Fireworks and firecrackers are like the solstices, they’re here in winter and in summer. It is becoming more common to celebrate the end of the year with the launching of rockets and flares to the sky, and at the same time the summer parties are the moment chosen by many people to give free rein to this strange way of having fun: by making things explode.
We can’t deny it: in HANNIKO we are against pyrotechnics in general, and the domestic ones in particular. Leaving aside the accidents that occur each year among people that aren’t used to gunpowder and its derivatives, the truth is that most dogs cannot stand fireworks or firecrackers. To be more exact, it is not simply an exquisite canine taste, but a very serious problem. The effect of the noise of fireworks and firecrackers on a dog that is afraid of them, is like submitting to a high intensity anxiety attack. The dog simply believes that he is going to die. And in fact, many dogs end up perishing with fulminating heart attacks.
This happens to your dog with pyrotechnics and firecrackers
It is not known exactly why some dogs suffer from this phobia and others do not. But it is not very important to know the origin: it is enough to know that those who are affected are really affected. Everything said above is true: anyone who owns a dog afraid of fireworks experiences what it means to have a dog that the next second, after the noise, suddenly becomes to be a completely different dog.
Strong tremors, the tail between the legs, moans, the terror on his face and his way of acting … These are some of the effects we can easily notice. But the effects are even bigger inside, physically and mentally. Dogs suffer tachycardia, nausea, unreality and the feeling that they are going to die. A heart attack that can strike weak dogs or some certain aged dogs and then there’s also the loss of control: many dogs disappear forever fleeing at full speed at the moment they feel the first explosion of the pyrotechnic spectacle in the sky.
What to do to help them spend this moment as well as possible
As in life, there are no magic formulas. Common sense says if you get your dog used to the noises since he’s a puppy, exposing it in its first three weeks of existence to bursts and firecrackers, and not giving importance to the subject, it is possible that he’ll never suffer this fear problems. However, even this tactic cannot ensure that a dog is free to suffer this irrational fear.
In general, what’s recommended is to remain calm and not to try to protect him from a danger that, really, does not exist. To master the situation to the fullest, it is advisable that, if you know what time will the fireworks take place, to stay in your house quietly, with the windows closed, the blinds, if you want, also, and even with the TV on with a higher volume than the one you usually have.
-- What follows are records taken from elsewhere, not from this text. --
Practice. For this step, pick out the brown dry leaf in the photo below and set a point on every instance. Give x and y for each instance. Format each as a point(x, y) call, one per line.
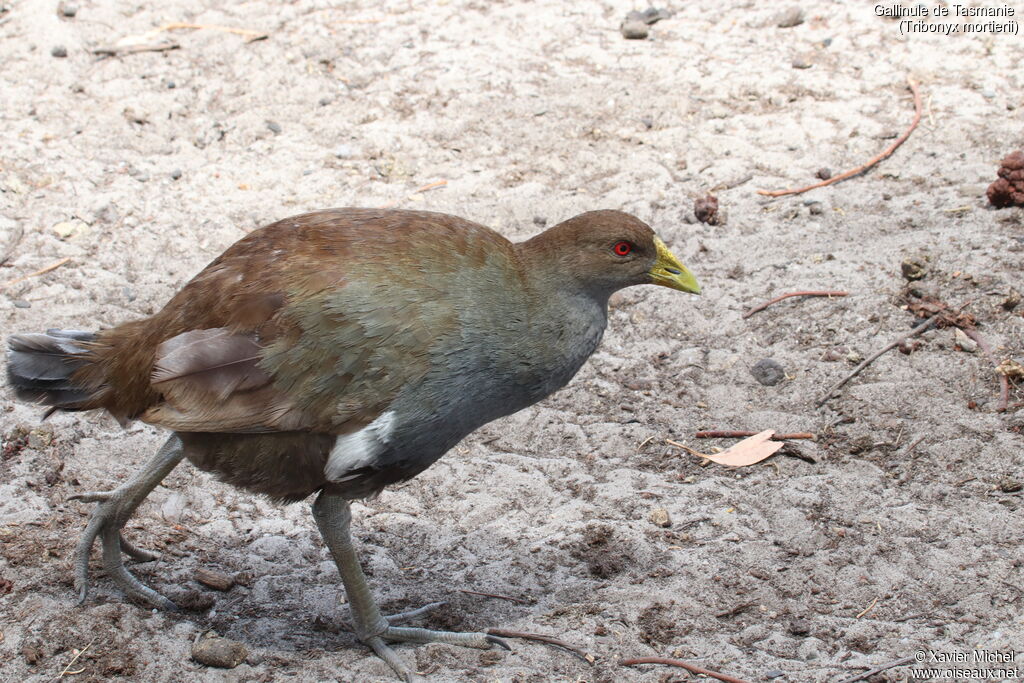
point(750, 451)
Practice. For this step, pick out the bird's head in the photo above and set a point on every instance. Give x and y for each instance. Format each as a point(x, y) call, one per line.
point(604, 251)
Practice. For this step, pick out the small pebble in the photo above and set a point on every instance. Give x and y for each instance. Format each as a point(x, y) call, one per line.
point(965, 343)
point(768, 372)
point(790, 17)
point(913, 268)
point(800, 627)
point(659, 517)
point(706, 209)
point(344, 152)
point(1012, 300)
point(221, 652)
point(1011, 485)
point(215, 580)
point(634, 30)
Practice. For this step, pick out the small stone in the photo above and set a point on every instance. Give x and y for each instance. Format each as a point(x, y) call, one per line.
point(913, 268)
point(835, 354)
point(32, 650)
point(800, 627)
point(1013, 298)
point(706, 209)
point(215, 580)
point(634, 30)
point(964, 342)
point(802, 61)
point(790, 17)
point(344, 152)
point(659, 517)
point(767, 372)
point(40, 438)
point(221, 652)
point(1011, 485)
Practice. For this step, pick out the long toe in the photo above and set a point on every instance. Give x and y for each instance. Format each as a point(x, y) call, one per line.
point(408, 635)
point(402, 617)
point(134, 552)
point(105, 521)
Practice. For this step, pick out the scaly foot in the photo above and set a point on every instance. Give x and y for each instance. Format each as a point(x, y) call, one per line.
point(112, 511)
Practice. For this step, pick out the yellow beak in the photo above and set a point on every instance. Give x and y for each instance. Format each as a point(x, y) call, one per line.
point(668, 271)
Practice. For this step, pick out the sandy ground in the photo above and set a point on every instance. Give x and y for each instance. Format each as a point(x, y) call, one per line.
point(904, 534)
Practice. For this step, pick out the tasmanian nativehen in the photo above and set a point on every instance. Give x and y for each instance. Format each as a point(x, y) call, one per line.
point(337, 352)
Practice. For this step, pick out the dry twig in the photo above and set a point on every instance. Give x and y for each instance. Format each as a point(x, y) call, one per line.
point(251, 36)
point(550, 640)
point(429, 185)
point(495, 595)
point(924, 327)
point(114, 50)
point(879, 670)
point(682, 665)
point(73, 660)
point(764, 305)
point(714, 433)
point(51, 266)
point(15, 238)
point(863, 167)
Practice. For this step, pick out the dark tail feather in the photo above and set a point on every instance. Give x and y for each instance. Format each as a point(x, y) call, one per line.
point(40, 368)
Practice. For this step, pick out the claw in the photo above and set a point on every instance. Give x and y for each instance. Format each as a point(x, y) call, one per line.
point(113, 509)
point(498, 641)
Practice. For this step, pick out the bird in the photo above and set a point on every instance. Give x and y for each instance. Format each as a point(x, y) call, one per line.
point(335, 353)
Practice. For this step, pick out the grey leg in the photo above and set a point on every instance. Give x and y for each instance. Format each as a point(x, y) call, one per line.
point(334, 517)
point(114, 509)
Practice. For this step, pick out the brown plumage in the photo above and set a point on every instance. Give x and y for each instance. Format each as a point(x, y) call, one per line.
point(341, 351)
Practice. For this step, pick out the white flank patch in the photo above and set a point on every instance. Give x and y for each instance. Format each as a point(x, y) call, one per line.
point(359, 449)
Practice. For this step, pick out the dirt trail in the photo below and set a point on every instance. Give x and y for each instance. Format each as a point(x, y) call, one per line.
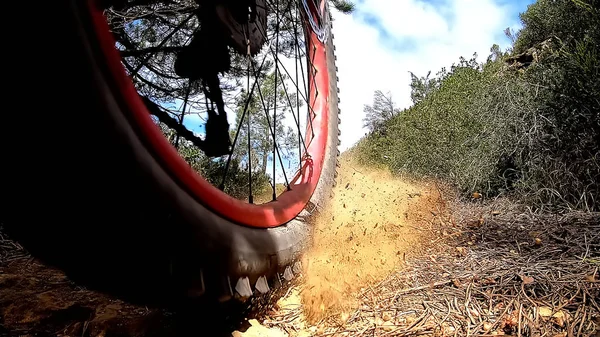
point(370, 228)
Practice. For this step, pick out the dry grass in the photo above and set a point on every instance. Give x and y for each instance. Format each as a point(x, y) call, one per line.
point(484, 274)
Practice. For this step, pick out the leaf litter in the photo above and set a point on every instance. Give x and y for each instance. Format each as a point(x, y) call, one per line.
point(391, 258)
point(480, 268)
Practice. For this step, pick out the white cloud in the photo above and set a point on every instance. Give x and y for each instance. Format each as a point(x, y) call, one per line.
point(383, 40)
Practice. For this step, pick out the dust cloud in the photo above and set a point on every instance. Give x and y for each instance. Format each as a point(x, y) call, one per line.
point(371, 226)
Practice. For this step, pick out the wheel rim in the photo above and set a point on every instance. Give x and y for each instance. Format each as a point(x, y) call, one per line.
point(301, 187)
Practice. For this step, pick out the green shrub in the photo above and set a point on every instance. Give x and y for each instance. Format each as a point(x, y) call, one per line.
point(532, 133)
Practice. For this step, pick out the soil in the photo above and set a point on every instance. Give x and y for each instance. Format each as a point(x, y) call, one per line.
point(391, 257)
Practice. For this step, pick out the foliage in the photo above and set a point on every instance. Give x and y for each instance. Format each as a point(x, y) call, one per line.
point(237, 181)
point(382, 110)
point(533, 132)
point(262, 115)
point(567, 20)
What is not recommended to do
If your dog hides (usually under the bed or in some kind of tunnel that connects your house with the center of the Earth) do not try to force him out of there, taking away his fear. Let him “avoid danger” in a way that makes him feel safe.
If you own a land and your dog usually makes his life on the outside of the house, do not leave him out there on his own, waiting for the noise to pass, and don’t you ever tie him up to some post. Remember that you are the one who knows that fireworks are harmless… but your dog thinks that he’ll may die in the next few seconds.
In short, whenever you can, try to protect your dog from fireworks and firecrackers with preventive measures. It’s the best you can do for him.